Il racconto della strage
I fatti: è il 7 luglio 1960. Cinque giovani reggiani, Lauro Farioli, Ovidio Franchi, Emilio Reverberi, Marino Serri e Afro Tondelli, vengono uccisi dalla polizia. I militari avevano sparato sulla folla dei militanti, che partecipavano allo sciopero generale proclamato dalla Camera del Lavoro contro il governo del democristiano Fernando Tambroni appoggiato dagli ex fascisti del Movimento Sociale Italiano.
La premessa: La prefettura, su indicazione di Tambroni, aveva proibito tutte le manifestazioni di piazza, autorizzando un comizio solo all’interno della sala Verdi del teatro Ariosto. Uno spazio troppo piccolo per contenere le migliaia di giovani arrivati a manifestare.
La cronaca: un gruppo di operai delle Officine Meccaniche Reggiane con migliaia di alri manifestanti si erano comunque riuniti davanti al monumento ai Caduti, nella piazza, cantando canzoni di protesta.

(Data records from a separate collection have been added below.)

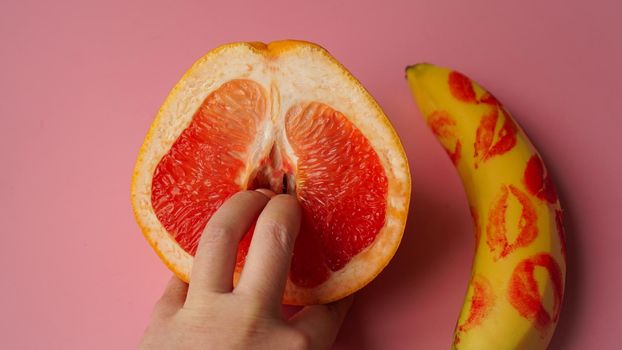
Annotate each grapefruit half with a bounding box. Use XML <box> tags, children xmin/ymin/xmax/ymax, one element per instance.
<box><xmin>131</xmin><ymin>40</ymin><xmax>411</xmax><ymax>305</ymax></box>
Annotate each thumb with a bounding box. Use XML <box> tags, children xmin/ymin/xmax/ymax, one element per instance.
<box><xmin>289</xmin><ymin>295</ymin><xmax>354</xmax><ymax>349</ymax></box>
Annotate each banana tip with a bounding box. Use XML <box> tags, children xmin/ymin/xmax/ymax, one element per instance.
<box><xmin>405</xmin><ymin>63</ymin><xmax>432</xmax><ymax>79</ymax></box>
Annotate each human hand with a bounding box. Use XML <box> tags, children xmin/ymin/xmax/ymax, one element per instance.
<box><xmin>139</xmin><ymin>190</ymin><xmax>353</xmax><ymax>350</ymax></box>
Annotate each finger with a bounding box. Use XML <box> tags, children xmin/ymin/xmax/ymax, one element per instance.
<box><xmin>289</xmin><ymin>296</ymin><xmax>354</xmax><ymax>349</ymax></box>
<box><xmin>186</xmin><ymin>190</ymin><xmax>269</xmax><ymax>303</ymax></box>
<box><xmin>153</xmin><ymin>276</ymin><xmax>188</xmax><ymax>318</ymax></box>
<box><xmin>255</xmin><ymin>188</ymin><xmax>276</xmax><ymax>198</ymax></box>
<box><xmin>235</xmin><ymin>194</ymin><xmax>301</xmax><ymax>312</ymax></box>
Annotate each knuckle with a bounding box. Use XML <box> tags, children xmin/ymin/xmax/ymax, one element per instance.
<box><xmin>287</xmin><ymin>329</ymin><xmax>312</xmax><ymax>350</ymax></box>
<box><xmin>235</xmin><ymin>312</ymin><xmax>271</xmax><ymax>341</ymax></box>
<box><xmin>200</xmin><ymin>225</ymin><xmax>235</xmax><ymax>246</ymax></box>
<box><xmin>263</xmin><ymin>220</ymin><xmax>295</xmax><ymax>254</ymax></box>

Alle 16.45 350 poliziotti al comando del vice-questore Giulio Cafari Panico con i carabinieri, comandati dal tenente colonnello Giudici, caricano i manifestanti, che inseguiti dalle camionette, dai getti d’acqua e dai lacrimogeni, cercano rifugio nel vicino isolato San Rocco, tentando riparo ovunque possibile e rispondendo alle cariche con lancio di oggetti. I militari impugnano le armi da fuoco e cominciano a sparare.

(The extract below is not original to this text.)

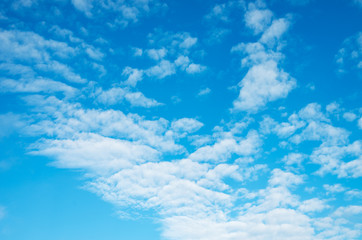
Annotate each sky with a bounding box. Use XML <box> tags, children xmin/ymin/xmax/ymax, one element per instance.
<box><xmin>0</xmin><ymin>0</ymin><xmax>361</xmax><ymax>239</ymax></box>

Il racconto: Vera Paggi ha incontrato 60 anni dopo il fratello di Ovidio Silvano Franchi, sopravvissuto alla strage, che ha dedicato la vita a chiedere giustizia per il massacro. Un racconto in prima persona con Massimo Storchi, direttore del Polo Archivistico del Comune di Reggio Emilia, Mimmo Franzinelli storico e autore con Alessandro Giacone, del volume 1960. L’Italia sull’orlo della guerra civile?” (Mondadori, 2020) e Carlo Smuraglia, partigiano e politico, all’epoca avvocato di parte civile al processo per la strage, per ricostruire il clima di quei mesi nell’Italia del primo dopoguerra, ancora dolente e divisa.